My Sonatina for Flute
Traveling to Boston, I was meeting up with an old friend of mine, Flute performer and Conductor Tigran Arakelyan. We had not seen each other for quite a while, due to the fact that he lived in the West Coast and I in the East Coast. Hence, when there was a chance to see Tigran on my side of the hemisphere, I quickly jumped from Rochester, N.Y. and took a bus to Boston, MA.
On the bus trip, I started to diagram the woodwind instrument theme that would later become my Sonatina for Solo Flute. This composition would have a distinct Armenian-like beginning, full of vibrant energy, in a minor key (of course), but I did not want it to feel sad. Dedicating it to Tigran was my obvious choice. I was so grateful for him giving a world premiere, conducting my “Torch” No. 1.
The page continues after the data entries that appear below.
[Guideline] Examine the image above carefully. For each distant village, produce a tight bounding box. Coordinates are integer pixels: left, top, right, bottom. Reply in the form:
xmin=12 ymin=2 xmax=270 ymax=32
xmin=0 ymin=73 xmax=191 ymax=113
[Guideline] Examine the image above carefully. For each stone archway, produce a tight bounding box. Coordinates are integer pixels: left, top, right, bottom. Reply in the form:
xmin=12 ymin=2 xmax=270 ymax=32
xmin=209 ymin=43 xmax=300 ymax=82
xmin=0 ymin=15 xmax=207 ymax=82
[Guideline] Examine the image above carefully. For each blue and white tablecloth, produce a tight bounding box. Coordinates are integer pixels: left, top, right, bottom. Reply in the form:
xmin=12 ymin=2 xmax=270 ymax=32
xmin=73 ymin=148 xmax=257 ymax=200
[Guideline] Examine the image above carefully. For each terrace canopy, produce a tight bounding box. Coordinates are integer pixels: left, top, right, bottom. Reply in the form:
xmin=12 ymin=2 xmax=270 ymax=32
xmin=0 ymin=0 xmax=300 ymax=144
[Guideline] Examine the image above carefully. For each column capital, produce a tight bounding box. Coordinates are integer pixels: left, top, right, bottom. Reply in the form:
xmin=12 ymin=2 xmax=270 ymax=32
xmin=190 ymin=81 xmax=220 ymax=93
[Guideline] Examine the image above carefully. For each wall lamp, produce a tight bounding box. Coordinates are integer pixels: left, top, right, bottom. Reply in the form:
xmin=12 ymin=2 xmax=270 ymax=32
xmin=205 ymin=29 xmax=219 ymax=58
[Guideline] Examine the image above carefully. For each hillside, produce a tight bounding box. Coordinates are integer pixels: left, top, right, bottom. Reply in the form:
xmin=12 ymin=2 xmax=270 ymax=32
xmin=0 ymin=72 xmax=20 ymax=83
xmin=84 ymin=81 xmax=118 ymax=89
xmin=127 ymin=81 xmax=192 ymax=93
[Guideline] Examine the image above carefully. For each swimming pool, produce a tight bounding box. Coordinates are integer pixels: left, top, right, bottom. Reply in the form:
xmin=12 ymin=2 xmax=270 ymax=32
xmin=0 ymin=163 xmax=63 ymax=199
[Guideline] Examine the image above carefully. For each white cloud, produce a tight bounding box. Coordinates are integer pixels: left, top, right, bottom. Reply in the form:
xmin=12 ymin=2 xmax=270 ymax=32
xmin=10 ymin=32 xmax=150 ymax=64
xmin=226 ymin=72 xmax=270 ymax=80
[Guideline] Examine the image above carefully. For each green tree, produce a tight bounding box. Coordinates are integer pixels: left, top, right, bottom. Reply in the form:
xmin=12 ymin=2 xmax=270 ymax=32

When we first saw each other in Boston, it was an incredible joy. We jumped like wild beasts and of course everyone was staring. Did that phase us? Heck no. We continued like little children. I had been telling Tigran that a piece with his instrument was in my plans. I wanted to write solo pieces for different instruments then my own, the Piano. What a perfect instrument to start with. Not heavy at all to carry and sounds great in any atmosphere.
When I hummed the theme to Tigran, after our jovial beginning, we then turned to an excitable moment of singing and bobbing our heads. As if we went to a Nirvana concert. I can say we both loved this theme for its happy nature and because there was an ability to do many rhythmic accents. We had a blast in Boston, laughing a lot and talking non stop. Even had an interesting Chinese restaurant experiece that we both will never forget.
Coming back home was a drag due to the happy times. Though, once at home, I knew that this theme could not be energetic the whole time. I liked my theme so much that I used it several times during the piece. But, every time, there would be a slight change in notes that made a huge difference in feel. With an excitable entrance, there had to be a beautiful, soulful melody that would stir a deep feel of Armenian tenderness.
What works in the Sonatina is that it feels like there are harmonic chords present. But, obviously, there are only single passage notes being played. This is a technique my father taught me in writing single toned compositions. Am very happy looking at the overall structure of this composition even today.